What your coworker did might be better described as "intelligent parsing" of a string. That could be done at many levels of sophistication -- for example, using statistical models to give you the likelihood that "Dr." is a salutation and not a first name. Or it could just use a simple lookup list of common salutations, in which case it's just regular procedural code, nothing more.
SSIS is short for SQL Server Integration Services. It's basically DTS on steroids; some people love it, and some people hate it. It'd be tricky to use that by itself to do the kind of thing you're talking about; it's mainly just for taking data from various sources and combining it, transforming it, and loading it somewhere else. It can do some nifty things, many of which tend to be data-mining like, but ultimately it's a production tool for cramming data one direction or another. It isn't particularly well respected in the data mining community.
Data Mining is an entire academic discipline, focused on using some (typically large) quantity of data to either predict future answers or better understand patterns in existing data. It's definitely a great area to get into, but not something you can just pick up and do without some intensive study of math and algorithms. A good book on the subject is this one.
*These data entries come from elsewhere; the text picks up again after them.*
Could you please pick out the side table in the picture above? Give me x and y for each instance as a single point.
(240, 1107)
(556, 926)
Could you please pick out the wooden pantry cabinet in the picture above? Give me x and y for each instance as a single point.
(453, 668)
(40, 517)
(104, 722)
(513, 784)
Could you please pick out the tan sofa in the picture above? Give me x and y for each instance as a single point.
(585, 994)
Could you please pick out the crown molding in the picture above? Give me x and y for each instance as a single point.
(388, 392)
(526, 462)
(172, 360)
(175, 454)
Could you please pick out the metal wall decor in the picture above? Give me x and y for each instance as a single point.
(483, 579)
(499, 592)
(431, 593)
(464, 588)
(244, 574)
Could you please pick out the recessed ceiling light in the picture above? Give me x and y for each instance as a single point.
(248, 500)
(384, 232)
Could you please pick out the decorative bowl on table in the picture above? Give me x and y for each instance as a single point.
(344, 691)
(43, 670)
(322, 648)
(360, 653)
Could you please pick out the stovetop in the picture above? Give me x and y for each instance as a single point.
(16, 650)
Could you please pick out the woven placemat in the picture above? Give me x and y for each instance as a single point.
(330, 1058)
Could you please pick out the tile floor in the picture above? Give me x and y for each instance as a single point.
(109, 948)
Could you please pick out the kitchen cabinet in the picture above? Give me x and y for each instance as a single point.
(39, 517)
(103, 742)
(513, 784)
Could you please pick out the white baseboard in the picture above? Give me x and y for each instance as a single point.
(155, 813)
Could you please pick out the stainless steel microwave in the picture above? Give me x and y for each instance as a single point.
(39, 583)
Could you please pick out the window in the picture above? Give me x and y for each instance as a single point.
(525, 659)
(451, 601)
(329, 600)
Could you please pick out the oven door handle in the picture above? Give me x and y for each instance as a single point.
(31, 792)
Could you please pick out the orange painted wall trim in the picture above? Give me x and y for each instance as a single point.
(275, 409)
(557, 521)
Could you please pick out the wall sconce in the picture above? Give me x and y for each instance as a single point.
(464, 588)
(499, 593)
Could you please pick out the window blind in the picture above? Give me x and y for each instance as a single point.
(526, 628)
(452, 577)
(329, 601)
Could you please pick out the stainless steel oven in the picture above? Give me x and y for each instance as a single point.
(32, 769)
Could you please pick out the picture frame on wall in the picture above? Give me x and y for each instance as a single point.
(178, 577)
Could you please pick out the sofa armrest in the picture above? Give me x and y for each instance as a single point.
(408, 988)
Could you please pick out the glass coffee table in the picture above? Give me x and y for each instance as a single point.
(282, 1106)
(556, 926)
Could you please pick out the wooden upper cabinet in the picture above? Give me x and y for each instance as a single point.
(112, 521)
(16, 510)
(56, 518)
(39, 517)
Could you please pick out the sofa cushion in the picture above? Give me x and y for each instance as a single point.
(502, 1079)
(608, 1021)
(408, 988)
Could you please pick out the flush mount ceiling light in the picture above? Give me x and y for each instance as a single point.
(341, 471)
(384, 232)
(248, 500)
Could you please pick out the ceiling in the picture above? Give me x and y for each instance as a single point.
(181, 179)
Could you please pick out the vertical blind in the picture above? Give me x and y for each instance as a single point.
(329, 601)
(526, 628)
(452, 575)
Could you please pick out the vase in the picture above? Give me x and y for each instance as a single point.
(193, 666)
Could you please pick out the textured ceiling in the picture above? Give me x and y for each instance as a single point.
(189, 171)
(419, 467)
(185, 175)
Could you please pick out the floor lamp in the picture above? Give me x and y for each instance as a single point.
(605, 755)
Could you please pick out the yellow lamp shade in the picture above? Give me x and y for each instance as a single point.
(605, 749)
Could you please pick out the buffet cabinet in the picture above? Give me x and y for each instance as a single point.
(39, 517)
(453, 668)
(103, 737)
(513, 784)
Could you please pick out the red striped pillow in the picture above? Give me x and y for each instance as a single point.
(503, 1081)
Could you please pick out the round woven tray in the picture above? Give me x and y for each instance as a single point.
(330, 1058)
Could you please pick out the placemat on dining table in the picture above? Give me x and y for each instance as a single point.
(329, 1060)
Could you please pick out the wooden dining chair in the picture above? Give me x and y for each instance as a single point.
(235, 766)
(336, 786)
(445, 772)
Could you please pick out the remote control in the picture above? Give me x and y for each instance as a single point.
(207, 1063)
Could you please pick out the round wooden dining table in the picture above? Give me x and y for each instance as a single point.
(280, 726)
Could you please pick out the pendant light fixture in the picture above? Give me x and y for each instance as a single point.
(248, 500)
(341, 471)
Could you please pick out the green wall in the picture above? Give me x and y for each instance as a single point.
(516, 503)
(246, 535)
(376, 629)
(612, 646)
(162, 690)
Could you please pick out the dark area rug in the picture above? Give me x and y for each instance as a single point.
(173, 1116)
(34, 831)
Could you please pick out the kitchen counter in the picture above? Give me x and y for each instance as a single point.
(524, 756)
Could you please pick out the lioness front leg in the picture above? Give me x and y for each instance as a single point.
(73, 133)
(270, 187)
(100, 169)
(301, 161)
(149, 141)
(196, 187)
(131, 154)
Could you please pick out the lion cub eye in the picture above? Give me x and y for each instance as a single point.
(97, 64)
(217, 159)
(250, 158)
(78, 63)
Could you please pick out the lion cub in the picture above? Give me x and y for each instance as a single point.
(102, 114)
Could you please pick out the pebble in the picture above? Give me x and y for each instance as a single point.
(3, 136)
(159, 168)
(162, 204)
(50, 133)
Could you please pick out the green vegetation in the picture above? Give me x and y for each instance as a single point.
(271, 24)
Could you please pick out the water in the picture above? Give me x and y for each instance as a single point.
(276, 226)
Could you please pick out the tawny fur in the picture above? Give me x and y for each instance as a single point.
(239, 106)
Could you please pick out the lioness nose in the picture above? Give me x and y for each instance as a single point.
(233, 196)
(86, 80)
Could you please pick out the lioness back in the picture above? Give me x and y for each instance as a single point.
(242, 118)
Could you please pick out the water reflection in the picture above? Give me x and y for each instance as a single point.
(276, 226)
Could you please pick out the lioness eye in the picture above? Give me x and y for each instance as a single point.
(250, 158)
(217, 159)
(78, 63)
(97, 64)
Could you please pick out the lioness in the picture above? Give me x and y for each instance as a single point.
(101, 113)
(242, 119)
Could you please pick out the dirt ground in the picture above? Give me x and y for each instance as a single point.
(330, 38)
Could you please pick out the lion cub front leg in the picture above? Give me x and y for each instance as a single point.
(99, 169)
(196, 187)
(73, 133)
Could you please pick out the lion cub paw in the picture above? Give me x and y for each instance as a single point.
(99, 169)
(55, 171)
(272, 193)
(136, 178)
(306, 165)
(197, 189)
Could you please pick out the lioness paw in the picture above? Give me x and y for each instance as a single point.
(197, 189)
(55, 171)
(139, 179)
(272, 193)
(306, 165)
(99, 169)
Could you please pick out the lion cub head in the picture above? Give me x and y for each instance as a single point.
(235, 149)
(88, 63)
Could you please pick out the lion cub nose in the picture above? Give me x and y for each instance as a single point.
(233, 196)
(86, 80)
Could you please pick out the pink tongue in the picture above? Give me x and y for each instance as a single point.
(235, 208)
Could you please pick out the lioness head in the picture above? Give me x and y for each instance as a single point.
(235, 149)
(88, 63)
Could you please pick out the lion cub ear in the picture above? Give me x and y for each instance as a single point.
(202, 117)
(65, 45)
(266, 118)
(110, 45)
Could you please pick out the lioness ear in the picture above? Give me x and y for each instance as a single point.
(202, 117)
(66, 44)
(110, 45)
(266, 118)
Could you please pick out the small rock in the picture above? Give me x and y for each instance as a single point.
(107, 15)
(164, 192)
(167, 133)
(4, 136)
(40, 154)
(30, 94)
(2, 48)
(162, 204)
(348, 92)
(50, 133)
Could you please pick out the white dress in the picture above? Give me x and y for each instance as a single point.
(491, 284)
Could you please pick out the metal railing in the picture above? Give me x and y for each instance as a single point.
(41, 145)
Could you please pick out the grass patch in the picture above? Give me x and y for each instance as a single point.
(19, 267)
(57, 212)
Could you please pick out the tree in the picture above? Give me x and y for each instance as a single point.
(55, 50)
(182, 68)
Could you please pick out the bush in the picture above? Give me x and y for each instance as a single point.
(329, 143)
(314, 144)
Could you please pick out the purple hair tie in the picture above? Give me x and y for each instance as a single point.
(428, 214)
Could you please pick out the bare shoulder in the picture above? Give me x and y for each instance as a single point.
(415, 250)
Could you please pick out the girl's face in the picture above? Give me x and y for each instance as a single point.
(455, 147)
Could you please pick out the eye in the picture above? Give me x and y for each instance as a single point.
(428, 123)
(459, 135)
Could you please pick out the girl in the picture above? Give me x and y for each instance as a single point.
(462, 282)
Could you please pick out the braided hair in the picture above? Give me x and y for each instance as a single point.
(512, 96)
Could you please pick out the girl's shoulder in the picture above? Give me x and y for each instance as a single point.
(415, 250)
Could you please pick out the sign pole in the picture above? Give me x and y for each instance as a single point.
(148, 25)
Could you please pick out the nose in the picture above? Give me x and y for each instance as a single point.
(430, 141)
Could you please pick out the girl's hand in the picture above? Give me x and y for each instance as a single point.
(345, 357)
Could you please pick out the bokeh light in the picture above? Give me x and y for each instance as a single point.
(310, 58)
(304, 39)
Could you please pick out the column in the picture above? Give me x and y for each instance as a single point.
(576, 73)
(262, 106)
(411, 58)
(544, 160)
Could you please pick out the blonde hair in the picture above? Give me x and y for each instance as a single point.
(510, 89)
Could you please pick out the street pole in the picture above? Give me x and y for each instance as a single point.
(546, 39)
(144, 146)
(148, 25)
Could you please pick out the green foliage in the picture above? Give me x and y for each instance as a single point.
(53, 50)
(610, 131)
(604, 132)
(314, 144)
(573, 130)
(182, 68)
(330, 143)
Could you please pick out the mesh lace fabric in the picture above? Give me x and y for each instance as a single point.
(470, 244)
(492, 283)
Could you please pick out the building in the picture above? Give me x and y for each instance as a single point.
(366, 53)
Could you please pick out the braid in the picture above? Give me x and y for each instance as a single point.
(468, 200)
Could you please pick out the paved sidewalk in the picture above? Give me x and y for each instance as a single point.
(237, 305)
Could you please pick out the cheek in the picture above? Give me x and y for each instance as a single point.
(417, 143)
"Business Intelligence" is really more of a buzzword than a specific technology, and can mean different things to different people. At base, the idea suggests doing less dumb stuff with business data, and generally it refers to analysis of trends over time, often using OLAP. It may also include data mining or AI algorithms, but since there's no rigorous definition, just about anybody who wants to sell you something will tell you it offers "Business Intelligence", and hope you don't dig any further.